Sagging tourism forces "fiscal crisis" for Hawaii

SAN FRANCISCO (Reuters) - Hawaii’s meticulous tourism records are thick with minus symbols, the basis for a projected state budget gap of $1.23 billion that Governor Linda Lingle says is a “fiscal crisis” that cannot be closed with spending cuts alone.

Tourist line up along the beach in Waikiki Beach to watch the sun set behind the western skyline, July 23, 2004. REUTERS/Lucy Pemoni

While strains of “Mele Kalikimaka” greet tourists, Lingle’s proposal this week to balance Hawaii’s budget over its two-year cycle ending in June 2011 lacked similar Christmas season cheer because visitor numbers and spending are weak, Georgina Kawamura, Lingle’s director of budget and finance, told Reuters in a telephone interview on Wednesday.

“I can only remain hopeful that we are now at the bottom and will start to pick up,” Kawamura said.

For the current fiscal year, Hawaii’s budget is seen suffering a $721 million gap, followed by a projected $509.5 million deficit in the coming fiscal year.

“The stark reality of continuing declining general fund revenues means the state does not have sufficient resources to cover all expenditures,” Lingle said on Monday in a bluntly worded budget message to lawmakers.

She said it is possible Hawaii’s revenues may not recover to pre-recession levels until 2014.
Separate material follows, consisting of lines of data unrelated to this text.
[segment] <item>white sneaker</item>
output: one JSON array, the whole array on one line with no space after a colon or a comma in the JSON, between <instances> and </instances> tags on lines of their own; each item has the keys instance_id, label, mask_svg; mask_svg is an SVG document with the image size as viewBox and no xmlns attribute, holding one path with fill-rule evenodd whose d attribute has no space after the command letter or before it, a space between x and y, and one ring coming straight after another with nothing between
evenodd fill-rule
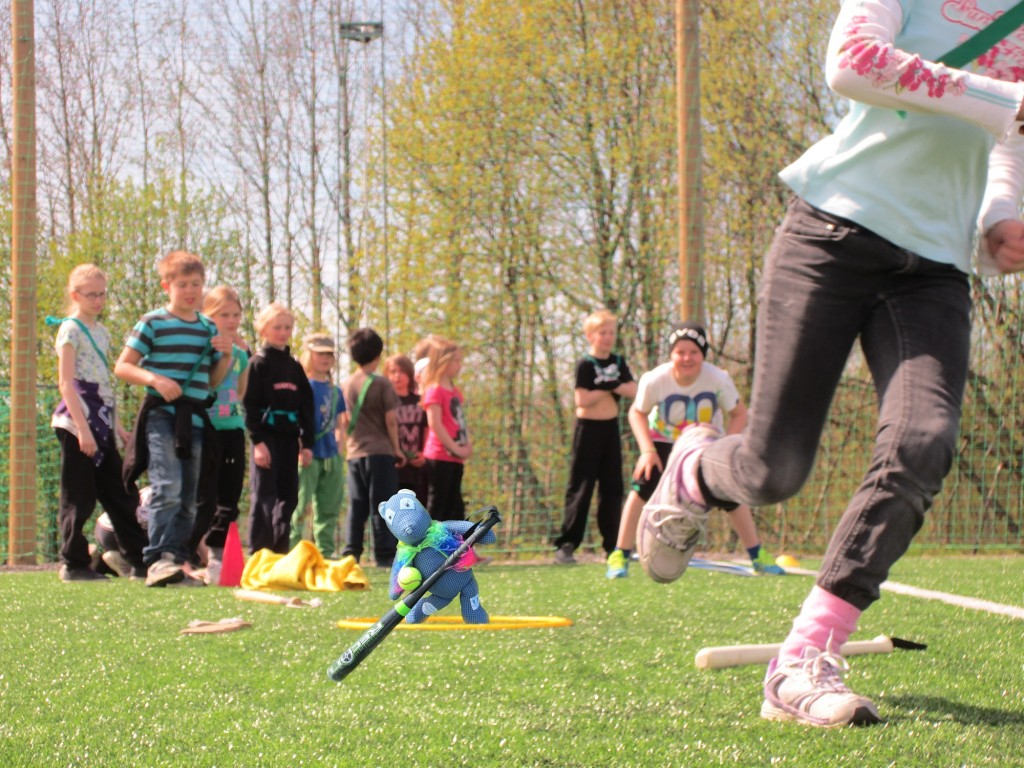
<instances>
[{"instance_id":1,"label":"white sneaker","mask_svg":"<svg viewBox=\"0 0 1024 768\"><path fill-rule=\"evenodd\" d=\"M116 549L108 549L100 558L110 570L114 571L118 576L127 579L132 575L132 564L128 562L128 558L118 552Z\"/></svg>"},{"instance_id":2,"label":"white sneaker","mask_svg":"<svg viewBox=\"0 0 1024 768\"><path fill-rule=\"evenodd\" d=\"M206 561L206 583L212 587L220 584L221 561L211 553L210 559Z\"/></svg>"},{"instance_id":3,"label":"white sneaker","mask_svg":"<svg viewBox=\"0 0 1024 768\"><path fill-rule=\"evenodd\" d=\"M174 561L174 555L164 552L160 559L151 563L146 570L147 587L166 587L185 578L181 564Z\"/></svg>"},{"instance_id":4,"label":"white sneaker","mask_svg":"<svg viewBox=\"0 0 1024 768\"><path fill-rule=\"evenodd\" d=\"M693 424L683 430L672 446L658 487L640 513L636 539L640 565L661 584L683 575L707 526L708 507L690 498L680 477L683 461L720 434L708 424Z\"/></svg>"},{"instance_id":5,"label":"white sneaker","mask_svg":"<svg viewBox=\"0 0 1024 768\"><path fill-rule=\"evenodd\" d=\"M850 665L831 651L805 648L803 657L772 659L764 681L765 720L796 720L819 728L880 722L874 703L843 683Z\"/></svg>"}]
</instances>

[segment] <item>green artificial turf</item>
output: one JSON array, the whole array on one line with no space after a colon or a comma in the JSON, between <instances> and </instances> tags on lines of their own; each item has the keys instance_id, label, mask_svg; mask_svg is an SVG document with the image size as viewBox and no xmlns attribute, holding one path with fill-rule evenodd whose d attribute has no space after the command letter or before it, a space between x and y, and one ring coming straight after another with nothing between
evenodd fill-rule
<instances>
[{"instance_id":1,"label":"green artificial turf","mask_svg":"<svg viewBox=\"0 0 1024 768\"><path fill-rule=\"evenodd\" d=\"M398 630L341 683L326 670L377 616L373 589L321 608L221 588L62 584L0 573L0 766L1024 766L1024 621L885 594L854 639L926 651L851 659L871 728L763 721L761 667L698 670L708 645L777 642L808 577L601 565L477 569L492 614L572 627ZM1024 558L906 558L892 579L1024 605ZM303 594L303 597L312 595ZM451 610L451 609L449 609ZM252 629L183 636L193 619Z\"/></svg>"}]
</instances>

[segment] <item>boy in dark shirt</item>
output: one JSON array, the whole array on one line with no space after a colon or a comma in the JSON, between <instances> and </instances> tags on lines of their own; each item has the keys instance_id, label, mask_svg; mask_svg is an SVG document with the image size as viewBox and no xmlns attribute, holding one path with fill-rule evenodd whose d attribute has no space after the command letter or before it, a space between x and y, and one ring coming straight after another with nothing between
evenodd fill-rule
<instances>
[{"instance_id":1,"label":"boy in dark shirt","mask_svg":"<svg viewBox=\"0 0 1024 768\"><path fill-rule=\"evenodd\" d=\"M594 486L600 485L597 525L605 554L615 549L622 509L622 443L619 399L636 395L636 382L622 355L612 352L618 320L606 309L583 321L590 352L576 366L576 429L561 533L552 542L555 562L571 565L583 541Z\"/></svg>"}]
</instances>

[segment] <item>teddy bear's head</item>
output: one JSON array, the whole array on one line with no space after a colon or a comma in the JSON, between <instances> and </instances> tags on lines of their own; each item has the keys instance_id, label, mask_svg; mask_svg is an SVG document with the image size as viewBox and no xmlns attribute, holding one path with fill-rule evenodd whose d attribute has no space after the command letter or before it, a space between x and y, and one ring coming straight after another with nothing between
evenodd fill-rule
<instances>
[{"instance_id":1,"label":"teddy bear's head","mask_svg":"<svg viewBox=\"0 0 1024 768\"><path fill-rule=\"evenodd\" d=\"M426 507L409 490L403 489L381 502L377 512L384 518L388 530L403 544L419 544L430 528L431 520Z\"/></svg>"}]
</instances>

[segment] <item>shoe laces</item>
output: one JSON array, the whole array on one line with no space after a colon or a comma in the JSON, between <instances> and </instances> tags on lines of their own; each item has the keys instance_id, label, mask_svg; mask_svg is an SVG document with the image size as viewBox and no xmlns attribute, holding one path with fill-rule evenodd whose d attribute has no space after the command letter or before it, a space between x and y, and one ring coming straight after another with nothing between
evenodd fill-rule
<instances>
[{"instance_id":1,"label":"shoe laces","mask_svg":"<svg viewBox=\"0 0 1024 768\"><path fill-rule=\"evenodd\" d=\"M826 650L817 656L806 659L803 665L804 674L820 691L850 693L850 689L843 682L843 673L850 670L850 664L832 648L831 638Z\"/></svg>"},{"instance_id":2,"label":"shoe laces","mask_svg":"<svg viewBox=\"0 0 1024 768\"><path fill-rule=\"evenodd\" d=\"M683 548L686 548L691 541L699 539L707 532L706 518L686 507L652 504L650 508L652 512L658 513L652 515L651 524L658 530L663 540L672 546L676 546L674 542L682 542ZM687 533L690 535L683 541Z\"/></svg>"}]
</instances>

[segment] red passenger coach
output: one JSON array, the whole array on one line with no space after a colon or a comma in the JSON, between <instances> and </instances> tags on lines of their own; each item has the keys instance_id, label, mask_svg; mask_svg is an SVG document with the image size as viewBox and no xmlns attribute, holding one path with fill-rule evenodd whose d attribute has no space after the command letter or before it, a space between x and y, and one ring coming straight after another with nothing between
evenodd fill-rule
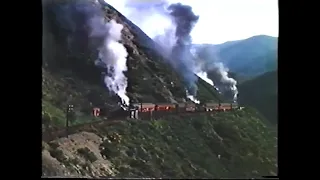
<instances>
[{"instance_id":1,"label":"red passenger coach","mask_svg":"<svg viewBox=\"0 0 320 180\"><path fill-rule=\"evenodd\" d=\"M100 116L100 108L93 108L93 116L99 117Z\"/></svg>"},{"instance_id":2,"label":"red passenger coach","mask_svg":"<svg viewBox=\"0 0 320 180\"><path fill-rule=\"evenodd\" d=\"M230 103L221 103L220 104L220 110L222 110L222 111L229 111L231 109L232 109L232 107L231 107Z\"/></svg>"},{"instance_id":3,"label":"red passenger coach","mask_svg":"<svg viewBox=\"0 0 320 180\"><path fill-rule=\"evenodd\" d=\"M161 103L155 105L156 111L175 111L176 105L175 104L169 104L169 103Z\"/></svg>"},{"instance_id":4,"label":"red passenger coach","mask_svg":"<svg viewBox=\"0 0 320 180\"><path fill-rule=\"evenodd\" d=\"M204 106L206 111L218 111L220 109L219 103L205 103Z\"/></svg>"},{"instance_id":5,"label":"red passenger coach","mask_svg":"<svg viewBox=\"0 0 320 180\"><path fill-rule=\"evenodd\" d=\"M139 107L139 112L149 112L154 111L155 104L153 103L140 103L136 105Z\"/></svg>"}]
</instances>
Declining revenues are rooted in hesitant consumers. Fewer visitors are traveling to Hawaii and those that do are staying fewer days and spending less -- all pointing to fewer dollars flowing into the state’s coffers.
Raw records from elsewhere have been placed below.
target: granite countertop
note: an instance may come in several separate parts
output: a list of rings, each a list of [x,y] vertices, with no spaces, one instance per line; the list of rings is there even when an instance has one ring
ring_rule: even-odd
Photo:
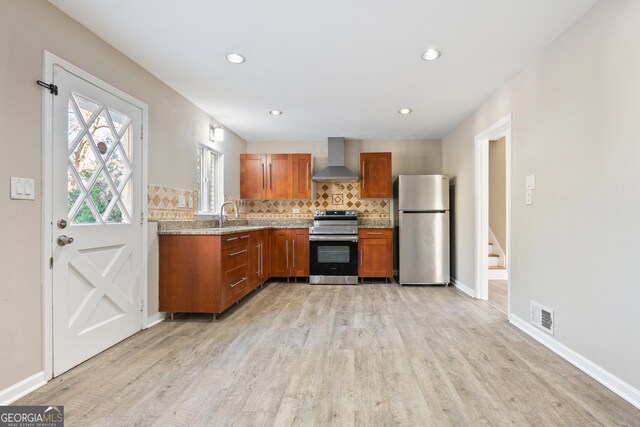
[[[265,224],[249,224],[247,221],[230,221],[231,224],[220,228],[216,221],[162,221],[158,222],[160,235],[222,236],[246,231],[309,228],[309,221],[272,221]],[[236,223],[239,223],[236,225]]]
[[[313,221],[229,221],[222,228],[217,226],[217,221],[159,221],[158,234],[160,235],[193,235],[193,236],[222,236],[225,234],[243,233],[246,231],[309,228]],[[388,220],[360,221],[359,228],[393,228]]]
[[[393,228],[391,221],[383,220],[366,220],[358,223],[358,228]]]

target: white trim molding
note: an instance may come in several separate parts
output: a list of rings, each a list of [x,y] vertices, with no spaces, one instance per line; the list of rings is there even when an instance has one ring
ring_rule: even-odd
[[[46,383],[47,380],[44,377],[44,371],[31,375],[30,377],[25,378],[4,390],[0,390],[0,405],[10,405],[21,397],[39,389]]]
[[[456,289],[460,290],[461,292],[464,292],[465,294],[469,295],[471,298],[477,298],[476,291],[464,285],[462,282],[459,282],[458,280],[452,277],[451,283],[453,283],[453,286],[455,286]]]
[[[507,197],[507,276],[511,265],[511,114],[475,136],[475,282],[476,298],[489,299],[489,141],[505,138]],[[508,280],[508,279],[507,279]],[[510,284],[508,285],[510,286]],[[511,313],[508,292],[507,313]]]
[[[160,322],[164,322],[167,318],[167,313],[159,312],[147,317],[147,329],[156,326]]]
[[[640,390],[637,388],[616,377],[601,366],[596,365],[591,360],[570,349],[566,345],[557,341],[551,335],[544,333],[518,316],[509,314],[509,322],[636,408],[640,409]]]

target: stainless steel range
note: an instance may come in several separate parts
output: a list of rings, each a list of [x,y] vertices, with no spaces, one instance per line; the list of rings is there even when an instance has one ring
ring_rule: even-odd
[[[309,227],[309,283],[358,284],[358,213],[315,211]]]

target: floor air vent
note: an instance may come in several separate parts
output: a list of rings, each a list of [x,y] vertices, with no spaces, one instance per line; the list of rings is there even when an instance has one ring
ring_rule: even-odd
[[[553,310],[531,301],[531,323],[553,335]]]

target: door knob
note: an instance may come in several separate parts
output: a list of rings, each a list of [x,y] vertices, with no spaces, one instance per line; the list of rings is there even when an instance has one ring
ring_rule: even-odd
[[[67,237],[64,235],[58,237],[58,246],[66,246],[70,245],[71,243],[73,243],[73,237]]]
[[[66,228],[66,227],[67,227],[67,220],[66,219],[58,220],[58,228]]]

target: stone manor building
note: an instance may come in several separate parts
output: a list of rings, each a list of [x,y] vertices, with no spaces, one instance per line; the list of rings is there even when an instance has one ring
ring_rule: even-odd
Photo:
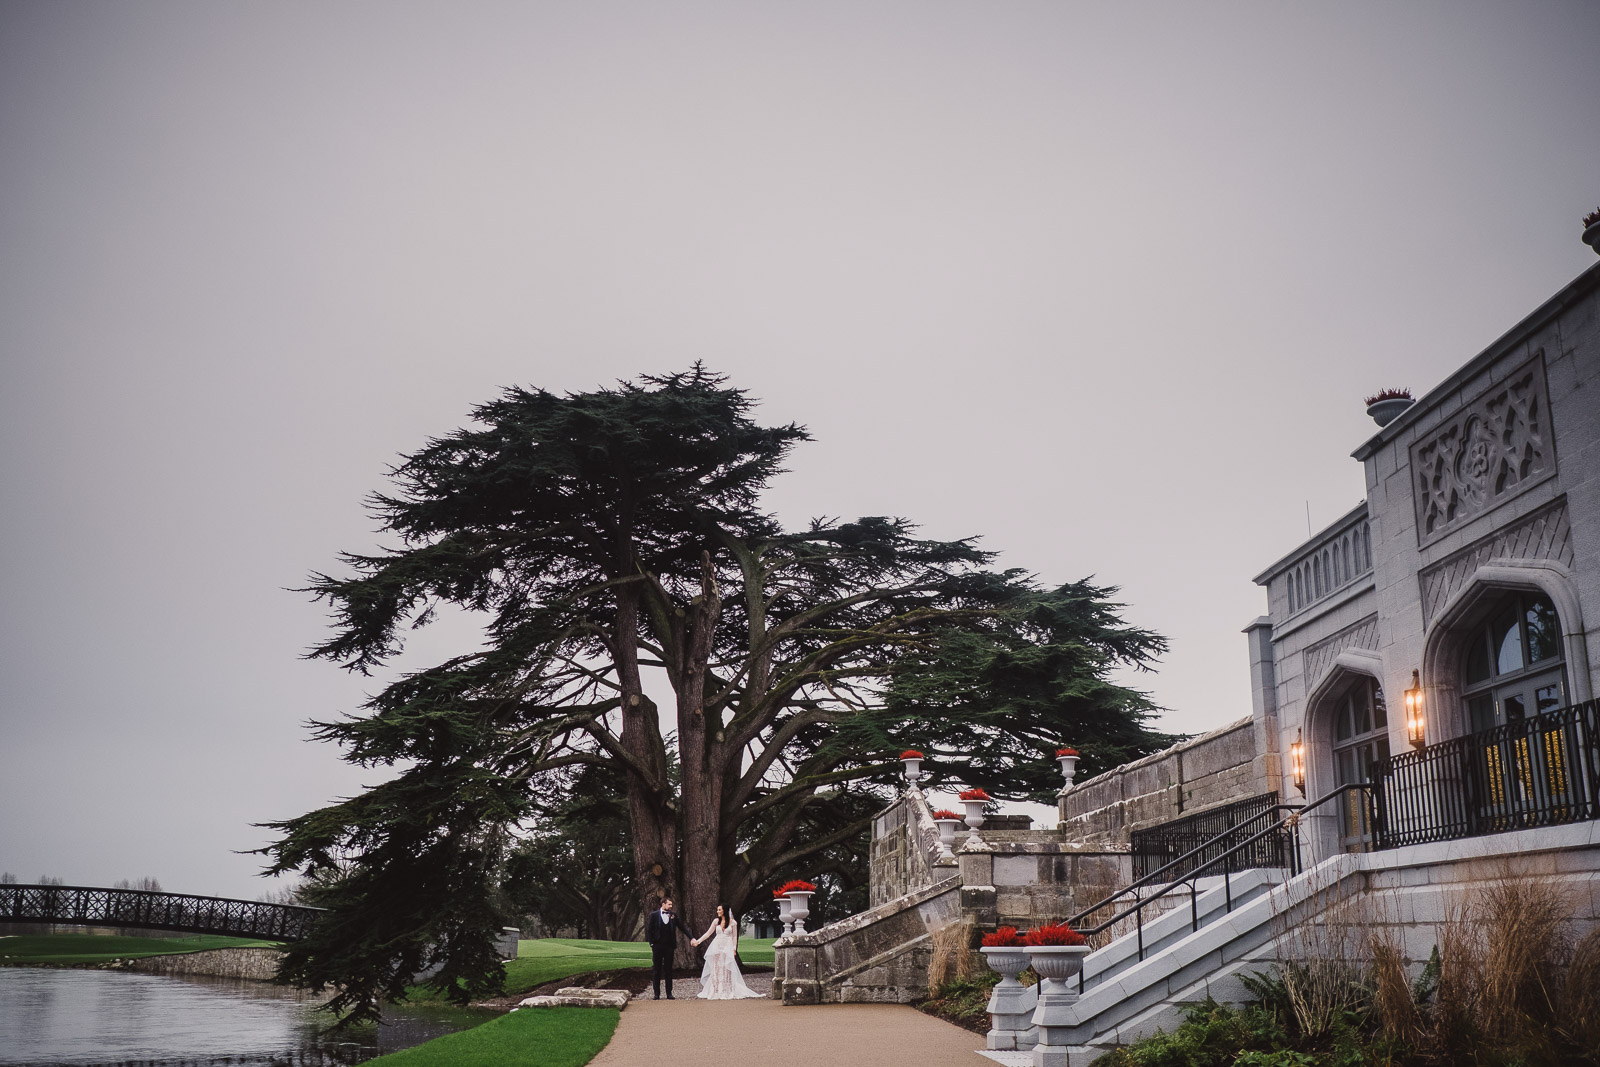
[[[872,908],[781,939],[773,995],[914,999],[944,927],[1071,919],[1097,947],[1058,1044],[1019,1017],[986,1053],[1049,1067],[1246,999],[1241,973],[1353,896],[1417,967],[1507,871],[1600,924],[1600,264],[1371,413],[1365,499],[1255,576],[1249,715],[948,853],[949,800],[908,788],[873,828]]]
Tourism is Hawaii’s primary economic engine and touched 74 percent of jobs in the state directly or indirectly in 2007, according to a report released in April by First Hawaiian Bank.

Lingle aims to cut the current-year budget by 9.8 percent, which she said will require measures beyond the spending cuts, debt restructuring and furloughs and layoffs of state employees already in effect.

BONDS PART OF BUDGET PLAN

The Republican governor wants to transfer money from special funds into the state’s general fund, delay income tax refunds and apply for more federal funds for schools, housing, transportation infrastructure and other programs.
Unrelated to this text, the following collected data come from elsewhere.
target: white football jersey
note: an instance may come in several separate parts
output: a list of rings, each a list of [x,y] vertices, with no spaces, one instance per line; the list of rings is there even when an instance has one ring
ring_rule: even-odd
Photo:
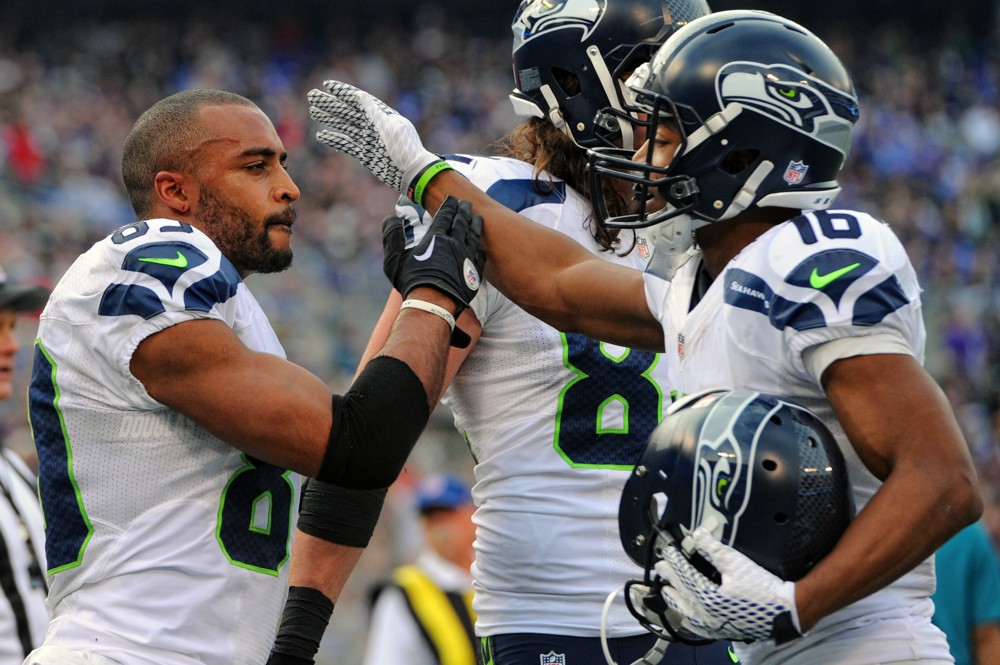
[[[95,244],[41,315],[29,398],[46,645],[136,665],[267,659],[298,477],[156,402],[129,370],[143,339],[193,319],[224,321],[249,348],[284,357],[229,260],[165,219]]]
[[[700,255],[692,251],[669,282],[645,276],[676,387],[683,394],[746,388],[803,403],[836,435],[857,508],[863,508],[881,483],[854,452],[803,353],[847,340],[838,344],[855,345],[857,353],[848,355],[903,352],[923,360],[920,287],[897,237],[865,213],[807,212],[746,247],[692,307],[700,269]],[[770,640],[737,644],[737,651],[754,664],[949,659],[944,636],[929,621],[933,590],[928,559],[824,618],[802,639],[780,648]]]
[[[625,257],[600,251],[589,203],[561,180],[539,190],[523,162],[449,160],[508,208],[608,261],[645,267],[645,238]],[[398,212],[420,219],[413,230],[423,237],[430,216],[413,204]],[[631,238],[622,234],[624,248]],[[477,462],[476,632],[596,637],[608,594],[641,578],[618,537],[618,504],[671,387],[658,354],[561,334],[488,283],[472,307],[482,336],[445,403]],[[620,594],[608,628],[644,632]]]

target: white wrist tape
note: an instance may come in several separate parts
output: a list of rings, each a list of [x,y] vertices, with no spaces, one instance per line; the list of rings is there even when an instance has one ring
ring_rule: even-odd
[[[436,314],[442,319],[448,322],[448,327],[455,330],[455,317],[451,315],[451,312],[446,310],[444,307],[438,307],[434,303],[429,303],[426,300],[404,300],[403,304],[400,306],[400,311],[404,309],[419,309],[425,312],[430,312],[431,314]]]

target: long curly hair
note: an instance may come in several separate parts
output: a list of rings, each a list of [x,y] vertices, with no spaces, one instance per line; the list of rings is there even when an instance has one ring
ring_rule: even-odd
[[[542,194],[552,191],[549,176],[566,181],[585,199],[590,201],[590,181],[587,177],[587,153],[573,140],[543,118],[529,118],[509,131],[491,146],[497,157],[510,157],[534,166],[535,187]],[[604,196],[613,214],[624,212],[626,202],[611,186],[604,183]],[[625,256],[635,248],[635,233],[627,248],[616,229],[606,229],[597,223],[593,209],[583,225],[587,227],[601,249]]]

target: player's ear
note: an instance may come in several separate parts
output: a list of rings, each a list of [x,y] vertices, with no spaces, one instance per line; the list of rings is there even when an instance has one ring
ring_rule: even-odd
[[[195,191],[194,182],[183,173],[176,171],[160,171],[153,179],[153,189],[157,200],[182,215],[191,210],[191,201]]]

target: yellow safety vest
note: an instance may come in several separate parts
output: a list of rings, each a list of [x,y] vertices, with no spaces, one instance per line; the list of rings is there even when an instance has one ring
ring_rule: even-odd
[[[443,591],[419,567],[400,566],[393,582],[406,594],[421,632],[441,665],[476,665],[472,591]]]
Lingle also aims to restructure Hawaii’s general obligation debt to save $18 million in the current fiscal year and $75.2 million in the next fiscal year.

“Our preliminary schedule is to do this restructuring in February,” Kawamura said. “In that restructuring we hope to save for both years.”

Another bond plan of Lingle’s calls for backing from lawmakers for $46.3 million in new general obligation debt to bolster $211.2 million for capital improvements to stimulate the state economy and create jobs.

Hawaii’s jobless rate stood at 7.0 percent in November, compared with 4.9 percent a year earlier. The rate had been as low as 2.2 percent in November and December 2006.

A more controversial part of Lingle’s plan calls for the state to grab $99.4 million in hotel taxes from local governments, which have financial woes of their own.

“We didn’t think they would be happy, but then again the state is having a challenge,” Kawamura said.

Lingle has other tools at her disposal as well, said Paul Dyson, an analyst at Standard & Poor’s Ratings Services, which rates the state’s general-obligation debt AA.

If needed, Lingle could tap reserves, including a $184 hurricane relief fund, Dyson said.

“We believe that Hawaii’s proactive budget management techniques will result in manageable out-year gaps that state officials will successfully resolve without a significant impact to reserve designations,” Dyson said in a recent report. “Moreover, in our opinion, the state’s level of reserves provides us with credit comfort at the current rating level.”

Kawamura said reserves would be left untouched.